Lambda, on the other hand, creates tight coupling of your microservices to the AWS platform. Encapsulating all AWS API calls behind a reusable “cloud-agnostic” client library helps minimize the coupling. This is a solution which we always recommend to our customers; it usually incurs additional costs and maintenance effort but is worth your buck.
Score: Still, an easy win for ECS
8. Long running processes
A Lambda function call cannot take longer than 5 minutes – more complex tasks need to split into smaller piped lambda functions as per SEDA.
This is not necessarily a bad thing in terms of maintaining architecture simplicity, though. You can package all processing stages in one lambda function and do a self-call with different parameters. Alternatively, you can stage intermediate results in Kinesis for persistence.
Score: No winner
9. Resource heavy processes
You can allocate max 1.5 GB of RAM for a single Lambda function execution. RAM, CPU and network bandwidth in the case of ECS are constrained only by the underlying EC2 resources that offer a breadth of processing power.

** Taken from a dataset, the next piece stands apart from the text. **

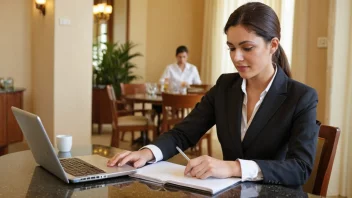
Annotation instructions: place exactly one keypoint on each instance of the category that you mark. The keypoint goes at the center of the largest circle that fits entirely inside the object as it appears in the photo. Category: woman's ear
(274, 45)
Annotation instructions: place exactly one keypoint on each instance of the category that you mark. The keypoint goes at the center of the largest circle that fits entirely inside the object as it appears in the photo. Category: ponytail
(280, 59)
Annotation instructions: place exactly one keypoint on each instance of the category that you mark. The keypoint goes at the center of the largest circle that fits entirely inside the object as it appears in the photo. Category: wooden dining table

Score: ECS steals this one
10. Communication style
Cross-lambda communication is strictly RPC. You cannot reap the benefits of REST, including caching or hypermedia controls in this case. To be perfectly honest, almost no one uses hypermedia in machine-to-machine interfaces. Most of the existing REST implementations are RPC based on JSON sent over an HTTP wire. Still, if you want to use REST by the book, you can do this with microservices deployed on ECS.
Score: +half a point for ECS
11. New vs. existing services
Settling on a microservice for each new functionality would play against the risk-driven “monolith first” approach coined by Martin Fowler. This model aims to minimize the possibility of creating an integration knot of nanoservices that is impossible to manage.
You can move to Lambda or Docker once you’ve learned how the new functionality behaves in production. As a result, you’ll be able to make an informed decision to split some of the code from the monolith – in tune with the popular “strangler pattern.”
Then again, for some legacy applications that you want to move to microservices, it may be way cheaper to “Dockerize” a selected system module than to re-architect it into a Lambda function.
Score: A tie. You should always take a risk-oriented stance before creating a new microservice (independent of the technology you will employ).
And the winner is…
Not so fast. As you may have noticed, there is no hard-and-fast rule for choosing a microservice implementation strategy on AWS. The path you select is dependent on:
- Your org’s appetite for control
- The available ops resources
- Your commitment to AWS
- The given service’s business usage patterns
- The given service’s lifecycle stage: is the service new (green field) or legacy (brown-field)
- Your front-end architecture
- …and many others
To summarize, I believe that often the most sensible route today is to employ a “best of both worlds” approach – a mix of Lambda and Docker on ECS/ECR – while regularly monitoring short-term/long-term risks vs. substantial costs savings.